Adelaide and Barossa Valley

Adelaide and Barossa Valley

Adelaide has been a pleasant town to relax for a few days. Its population is just a little over a million, so it doesn’t have the hustle and bustle of a big city. We walked along the banks of the Torrens River that separates the main part of the city to the south from North Adelaide.

We also toured the Barossa Valley an hour outside of town. It is the world famous wine growing region in Australia, and we couldn’t miss visiting the area being so close to the city. Touring wineries these days with a two year old is pretty much out of the question, but we at least had a nice lunch in the area.

Our main goal in Adelaide was to regroup for the next leg of our trip. Flights needed to be booked, along with hotels and car rentals. Without the distractions of a major city, but still having good facilities, Adelaide was perfect as a launching point. The usual shopping malls and large office buildings exist, but the outback is never far away. I felt this town was the last major place before vast plains of desert and scrub brush existed in three directions.

The plan is to spend the next 6 weeks traveling by air to the destinations too far to drive. Adelaide to Alice Springs is almost 1000 miles, and it’s over 2000 miles west to Perth. I would drive these distances if there was something to see in between, but keeping a two year old occupied, let alone two adults for all those miles is better left to jet travel. From Perth, the plan is to fly to New Zealand for three weeks and eventually return to Adelaide at the end of March to pick up the Falcon and head back to Melbourne for the GP. It sounds pretty complicated, but I’m making this all up as we go along!
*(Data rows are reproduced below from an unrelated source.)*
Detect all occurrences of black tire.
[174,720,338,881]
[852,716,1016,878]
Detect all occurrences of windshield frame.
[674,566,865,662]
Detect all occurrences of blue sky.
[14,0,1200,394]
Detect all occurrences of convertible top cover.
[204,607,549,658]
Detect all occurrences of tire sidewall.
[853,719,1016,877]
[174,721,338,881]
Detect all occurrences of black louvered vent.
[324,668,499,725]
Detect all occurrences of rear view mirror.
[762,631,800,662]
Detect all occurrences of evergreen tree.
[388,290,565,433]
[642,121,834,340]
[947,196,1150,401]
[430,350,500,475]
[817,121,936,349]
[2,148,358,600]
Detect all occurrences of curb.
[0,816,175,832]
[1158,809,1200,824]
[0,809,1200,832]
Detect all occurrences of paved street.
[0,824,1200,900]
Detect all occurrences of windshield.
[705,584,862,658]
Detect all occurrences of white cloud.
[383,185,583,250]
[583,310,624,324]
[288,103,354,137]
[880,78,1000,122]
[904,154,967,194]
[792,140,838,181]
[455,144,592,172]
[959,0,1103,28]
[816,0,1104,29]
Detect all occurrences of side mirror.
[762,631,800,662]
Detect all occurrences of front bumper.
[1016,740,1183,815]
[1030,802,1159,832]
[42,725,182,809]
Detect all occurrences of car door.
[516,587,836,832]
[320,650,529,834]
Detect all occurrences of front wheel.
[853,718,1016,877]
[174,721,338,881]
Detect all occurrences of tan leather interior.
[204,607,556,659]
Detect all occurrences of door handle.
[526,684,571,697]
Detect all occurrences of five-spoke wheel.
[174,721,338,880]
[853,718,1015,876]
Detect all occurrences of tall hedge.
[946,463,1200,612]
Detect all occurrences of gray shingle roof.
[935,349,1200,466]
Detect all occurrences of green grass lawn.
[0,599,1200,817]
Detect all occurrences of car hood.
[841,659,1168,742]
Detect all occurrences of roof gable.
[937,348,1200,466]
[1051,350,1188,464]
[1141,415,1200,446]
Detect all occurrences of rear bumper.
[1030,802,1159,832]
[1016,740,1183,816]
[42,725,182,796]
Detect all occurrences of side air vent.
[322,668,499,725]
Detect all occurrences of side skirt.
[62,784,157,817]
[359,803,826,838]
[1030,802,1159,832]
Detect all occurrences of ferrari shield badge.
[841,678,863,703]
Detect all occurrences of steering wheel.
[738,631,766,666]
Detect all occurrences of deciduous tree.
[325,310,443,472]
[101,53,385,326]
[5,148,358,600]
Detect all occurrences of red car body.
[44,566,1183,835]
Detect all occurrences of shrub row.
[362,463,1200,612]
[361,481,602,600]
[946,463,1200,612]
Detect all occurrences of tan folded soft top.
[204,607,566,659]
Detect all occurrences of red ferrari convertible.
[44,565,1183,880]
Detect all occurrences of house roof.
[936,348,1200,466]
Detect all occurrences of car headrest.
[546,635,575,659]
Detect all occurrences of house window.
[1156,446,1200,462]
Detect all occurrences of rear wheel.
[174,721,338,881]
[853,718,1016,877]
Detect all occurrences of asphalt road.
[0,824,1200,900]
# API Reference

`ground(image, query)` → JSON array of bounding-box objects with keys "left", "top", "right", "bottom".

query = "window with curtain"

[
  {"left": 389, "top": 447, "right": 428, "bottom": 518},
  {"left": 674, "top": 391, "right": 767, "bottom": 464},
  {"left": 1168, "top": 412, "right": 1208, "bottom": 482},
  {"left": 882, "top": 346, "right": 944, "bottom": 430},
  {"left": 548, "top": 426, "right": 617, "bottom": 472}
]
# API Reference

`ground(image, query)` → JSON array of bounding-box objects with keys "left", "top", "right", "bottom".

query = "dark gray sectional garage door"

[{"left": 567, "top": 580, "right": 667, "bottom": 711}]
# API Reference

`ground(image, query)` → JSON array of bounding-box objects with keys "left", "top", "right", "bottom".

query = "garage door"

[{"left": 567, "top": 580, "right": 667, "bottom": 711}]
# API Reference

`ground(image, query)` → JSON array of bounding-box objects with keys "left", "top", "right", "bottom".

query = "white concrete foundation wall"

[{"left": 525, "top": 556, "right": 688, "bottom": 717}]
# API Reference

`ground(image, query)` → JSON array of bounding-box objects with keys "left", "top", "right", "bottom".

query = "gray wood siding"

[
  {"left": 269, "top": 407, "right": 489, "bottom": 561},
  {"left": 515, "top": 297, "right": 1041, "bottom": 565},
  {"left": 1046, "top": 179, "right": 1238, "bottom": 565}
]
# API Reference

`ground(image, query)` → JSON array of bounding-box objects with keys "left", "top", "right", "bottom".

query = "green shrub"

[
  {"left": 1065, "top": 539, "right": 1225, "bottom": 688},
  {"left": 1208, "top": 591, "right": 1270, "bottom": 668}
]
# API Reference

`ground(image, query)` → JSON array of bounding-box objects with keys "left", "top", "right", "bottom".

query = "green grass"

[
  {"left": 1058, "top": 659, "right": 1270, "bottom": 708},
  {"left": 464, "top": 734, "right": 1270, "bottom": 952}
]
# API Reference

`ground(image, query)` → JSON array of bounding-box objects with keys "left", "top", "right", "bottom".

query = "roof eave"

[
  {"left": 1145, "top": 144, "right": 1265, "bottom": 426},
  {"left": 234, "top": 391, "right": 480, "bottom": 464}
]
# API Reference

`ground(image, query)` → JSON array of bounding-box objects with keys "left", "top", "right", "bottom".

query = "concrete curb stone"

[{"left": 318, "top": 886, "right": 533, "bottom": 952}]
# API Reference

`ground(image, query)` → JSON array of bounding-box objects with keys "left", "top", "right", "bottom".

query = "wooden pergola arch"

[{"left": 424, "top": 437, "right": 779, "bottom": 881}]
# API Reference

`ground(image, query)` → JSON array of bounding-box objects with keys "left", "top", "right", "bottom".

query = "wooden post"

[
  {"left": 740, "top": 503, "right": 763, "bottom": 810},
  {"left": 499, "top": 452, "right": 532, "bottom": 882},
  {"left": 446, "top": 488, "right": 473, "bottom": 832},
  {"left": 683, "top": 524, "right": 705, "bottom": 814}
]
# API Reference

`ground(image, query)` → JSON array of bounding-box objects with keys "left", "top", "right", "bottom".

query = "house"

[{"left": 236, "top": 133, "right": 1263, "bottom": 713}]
Tomorrow, we leave for the “Red Center” in the Northern Territory. The main attraction is Uluru, or the White Australian name of Ayers Rock. It is the largest monolith in the world and it is literally in the middle of nowhere. It seems absurd that we are flying 2 hours and then driving for another 5 hours to see a large rock, but half a million people do it every year. I’m hoping they all weren’t be misled! I don’t know when I’ll have internet access again, but I’ll speak to you all soon!